When couples struggle to conceive, much of the onus is placed on the partner trying to get pregnant to make healthy life changes. Historically, little attention paid to the father’s overall health as a contributing factor to the success of the pregnancy. A slew of new evidence is showing this is a major oversight. Sperm matters — as do the health decisions of the man behind the sperm.
New research from Texas A&M found that the father’s lifestyle plays an even more significant role in successful pregnancy — specifically through IVF — than previously thought. The study found that successful found that pregnancies were less likely to be viable the more the father drank.
“We say to the woman, ‘You need to be careful of what you eat. You need to stop smoking. You need to be doing all these different things to improve fertility,’” Golding said in a statement. “We don’t say anything to the man, and that’s a mistake, because what we’re seeing here is that the couple’s odds of success with their IVF procedure are increasing simply by addressing both parents’ health habits.”
The research team led by Dr. Michael Golding used mouse models to determine the effect of alcohol consumption by the father on the health and viability of IVF embryos. The team used three groups of mice — representing non-drinkers, moderate drinkers, and heavy drinkers.
Findings proved that paternal alcohol consumption impeded implantation and led to less favorable IVF outcomes in the mouse models, disabusing the long-held idea that IVF success was primarily based on the mother’s health.
“Seeing the negative effects in both the legal limit group and the group drinking at one-and-a-half times the legal limit revealed that as alcohol dose increases, things get worse,” Golding said. “That really surprised me. I didn’t think that it would be that cut and dry.

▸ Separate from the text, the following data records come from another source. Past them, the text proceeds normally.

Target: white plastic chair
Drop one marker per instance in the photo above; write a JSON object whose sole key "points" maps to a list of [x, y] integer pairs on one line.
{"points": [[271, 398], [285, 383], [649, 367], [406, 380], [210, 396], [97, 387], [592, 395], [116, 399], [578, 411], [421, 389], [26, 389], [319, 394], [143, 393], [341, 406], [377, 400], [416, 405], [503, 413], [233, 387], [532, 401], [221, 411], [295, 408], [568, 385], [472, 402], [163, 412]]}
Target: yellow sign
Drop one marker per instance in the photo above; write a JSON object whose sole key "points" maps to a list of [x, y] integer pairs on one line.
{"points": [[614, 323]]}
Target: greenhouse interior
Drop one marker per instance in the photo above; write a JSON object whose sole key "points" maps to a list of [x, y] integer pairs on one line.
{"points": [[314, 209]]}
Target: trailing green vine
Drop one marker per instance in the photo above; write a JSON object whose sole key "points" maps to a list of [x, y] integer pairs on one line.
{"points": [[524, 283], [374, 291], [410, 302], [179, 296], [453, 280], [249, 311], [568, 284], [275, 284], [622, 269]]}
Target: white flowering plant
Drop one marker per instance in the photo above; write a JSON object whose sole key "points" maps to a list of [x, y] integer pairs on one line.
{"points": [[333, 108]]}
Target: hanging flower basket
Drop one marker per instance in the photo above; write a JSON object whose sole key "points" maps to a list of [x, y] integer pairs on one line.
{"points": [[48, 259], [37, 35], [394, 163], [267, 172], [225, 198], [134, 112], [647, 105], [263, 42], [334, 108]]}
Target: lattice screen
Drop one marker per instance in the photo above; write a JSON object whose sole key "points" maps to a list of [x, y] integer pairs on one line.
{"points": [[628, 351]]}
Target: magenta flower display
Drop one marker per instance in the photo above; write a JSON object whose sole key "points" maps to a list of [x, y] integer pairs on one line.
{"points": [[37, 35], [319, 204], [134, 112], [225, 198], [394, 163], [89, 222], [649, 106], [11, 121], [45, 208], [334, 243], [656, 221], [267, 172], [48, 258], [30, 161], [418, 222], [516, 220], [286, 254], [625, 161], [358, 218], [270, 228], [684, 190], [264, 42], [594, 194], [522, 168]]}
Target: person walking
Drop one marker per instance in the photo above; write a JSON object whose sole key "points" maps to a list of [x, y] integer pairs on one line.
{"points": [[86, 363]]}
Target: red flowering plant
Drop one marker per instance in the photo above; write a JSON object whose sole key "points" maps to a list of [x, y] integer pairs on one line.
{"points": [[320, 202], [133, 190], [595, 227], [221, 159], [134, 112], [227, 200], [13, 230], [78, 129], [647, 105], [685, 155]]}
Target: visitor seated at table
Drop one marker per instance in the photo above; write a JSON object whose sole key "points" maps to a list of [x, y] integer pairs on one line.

That really emphasized that even very modest levels of exposure were breaking through and having an impact on conception, implantation, and overall IVF pregnancy success rates.”
“The most important aspect of this research is that it makes it clear that everybody plays a role in achieving successful pregnancy outcomes, even though the general assumption is that it’s just women,” lead study author and Ph.D. candidate Alexis Roach said. “The most important thing to take away from this is that if you’re a male considering having a family, abstain from alcohol until your wife gets pregnant.”
More research is needed to determine if the study results are repeatable in human populations, but Roach says it’s vitally important that their findings be available to the public so that alcohol use can be curtailed until after the pregnancy is established.
“It is important to remember that couples struggling with fertility who have chosen to pursue IVF are under intense emotional and financial pressure, which is associated with a feeling of helplessness,” Golding said.
“Our study demonstrates that drinking alcohol is an unrecognized factor that negatively impacts IVF pregnancy success rates. Therefore, as alcohol use is easily changed, our study identifies a shared action item that can empower the couple to work together toward their goal of becoming pregnant.”